Approximately 650 000 refrigerated road vehicles are currently in use in the EU, with the global refrigerated transportation market predicted to top EUR 5 billion by 2015. In order to meet demand, many refrigerated vehicles will have to be replaced or upgraded. Furthermore, in a globally competitive market, operational efficiencies must be made.
In this respect, fuel price increases remain a critical concern to cold transport companies. Some eight percent of fuel consumed by a refrigerated van or truck currently goes towards refrigeration. This is usually performed by energy-consuming compressor-driven Air Conditioning Systems (ACS).
The EU-funded HP-ACS project aims to address this through the development of an innovative Metal Hydride Cooling System (MHCS) based on hydrogen adsorption/desorption on solid beds. The system would work by exploiting the waste heat generated by the thermal engine.
Given that refrigerated vans and trucks can consume up to 100 000 litres of fuel a year, the development of the innovative sorption heat pump could save up to 8000 litres of fuel a year for each van.
Some crucial technological challenges however must first be addressed. The project is looking into developing viable materials for the hydrogen adsorption beds, which must be tailored for the specific application. The heat-pump design also needs to be optimised, while the weight and volume of the material has to be minimised.

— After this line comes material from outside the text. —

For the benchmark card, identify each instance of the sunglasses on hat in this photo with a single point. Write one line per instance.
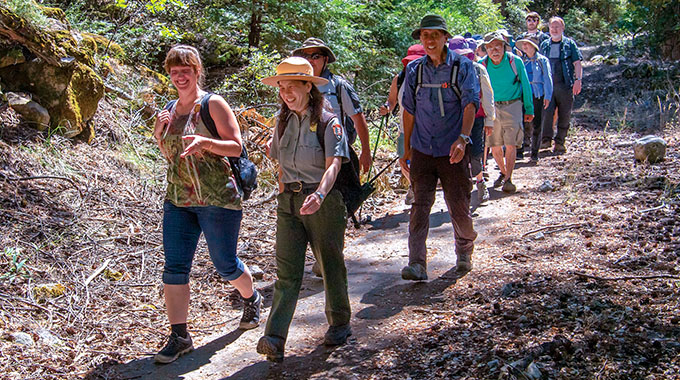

Once these key points have been achieved and validated, the HP-ACS project will be well on its way to developing a new way of competitively cooling refrigerated vans. The 24-month project, which began in April 2013, has received EUR 960 000 in EU funding. The coordinator is Italian research agency ENEA, which has achieved some very promising results in this field over the past few years. The work carried out until now has shown the feasibility of the process at the lab scale.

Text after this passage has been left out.